Signaling

Signaling is the process of sending Session Description Protocol (SDP) between two clients in order for them to establish a WebRTC peer-to-peer connection

For metadata signaling, WebRTC apps use an intermediary server, but for actual media and data streaming once a session is established, RTCPeerConnection attempts to connect clients directly: peer-to-peer.

Session Description Protocol (SDP)

the SDP contains the following information:

  • ice-candidates - network data, such as a host’s IP address and port as seen by the outside world
  • security metadata
  • media metadata such as codecs and codec settings, bandwidth and media types
  • etc

Using ICE Framework to Cope with NATs and Firewalls

In a simpler world, every WebRTC endpoint would have a unique address that it could exchange with other clients in order to communicate directly.
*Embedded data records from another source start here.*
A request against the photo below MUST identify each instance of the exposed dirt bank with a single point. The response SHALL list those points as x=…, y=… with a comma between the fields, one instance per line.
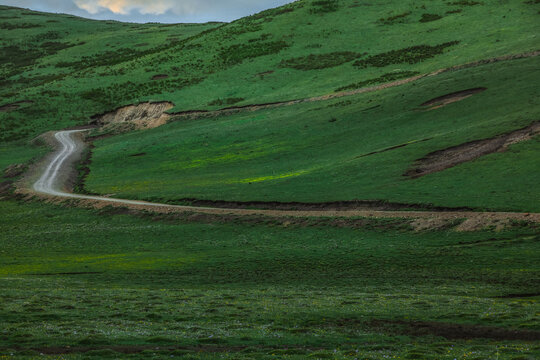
x=455, y=331
x=14, y=106
x=141, y=116
x=447, y=158
x=193, y=114
x=55, y=172
x=451, y=98
x=378, y=205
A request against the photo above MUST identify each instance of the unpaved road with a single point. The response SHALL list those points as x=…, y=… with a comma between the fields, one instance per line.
x=50, y=184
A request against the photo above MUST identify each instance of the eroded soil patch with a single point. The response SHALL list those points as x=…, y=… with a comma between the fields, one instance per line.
x=450, y=157
x=132, y=117
x=444, y=100
x=454, y=331
x=160, y=77
x=14, y=106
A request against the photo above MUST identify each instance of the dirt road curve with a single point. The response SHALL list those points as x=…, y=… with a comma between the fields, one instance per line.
x=50, y=184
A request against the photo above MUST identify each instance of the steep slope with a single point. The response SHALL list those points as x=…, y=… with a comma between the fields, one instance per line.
x=361, y=147
x=302, y=49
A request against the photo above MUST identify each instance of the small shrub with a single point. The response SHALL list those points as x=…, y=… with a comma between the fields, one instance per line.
x=324, y=6
x=229, y=101
x=430, y=17
x=394, y=19
x=466, y=3
x=410, y=55
x=9, y=26
x=236, y=54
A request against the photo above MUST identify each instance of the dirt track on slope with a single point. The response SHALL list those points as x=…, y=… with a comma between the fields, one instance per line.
x=447, y=158
x=53, y=186
x=194, y=114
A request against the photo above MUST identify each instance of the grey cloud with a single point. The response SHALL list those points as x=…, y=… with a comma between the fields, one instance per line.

A World without NATs and Firewalls

In reality most clients live behind NATs and firewalls.

The Real World

WebRTC apps can use the ICE Framework to overcome the complexities of real-world networking.

ICE Framework utilizes the following servers:

  • STUN Server - provides ice-candidates back to client (inexpensive to maintain)
  • TURN Server - provides a relay between 2 clients, but only used when direct peer-to-peer connection is impossible (expensive to maintain)
    • are usually also a STUN Server

ICE tries to find the best path to connect clients. It tries all possibilities in parallel and chooses the most efficient option that works:

  • ICE first tries to make a connection using the host address obtained from a device’s operating system and network card
  • if that fails, (which it will for devices behind NATs) ICE obtains an external address using a STUN Server
  • if that fails, traffic is routed via a TURN Server

URLs for STUN and/or TURN servers are (optionally) specified by a WebRTC app in the iceServers configuration object that is the first argument to the RTCPeerConnection constructor. For appr.tc that value looks like this:

{																																																																												
  'iceServers': [
    {
      'urls': 'stun:stun.l.google.com:19302'
    },
    {
      'urls': 'turn:192.158.29.39:3478?transport=udp',
      'credential': 'JZEOEt2V3Qb0y27GRntt2u2PAYA=',
      'username': '28224511:1379330808'
    },
    {
      'urls': 'turn:192.158.29.39:3478?transport=tcp',
      'credential': 'JZEOEt2V3Qb0y27GRntt2u2PAYA=',
      'username': '28224511:1379330808'
    }
  ]
}

Once RTCPeerConnection has that information, the ICE magic happens automatically: RTCPeerConnection uses the ICE framework to work out the best path between clients, working with STUN and TURN servers as necessary.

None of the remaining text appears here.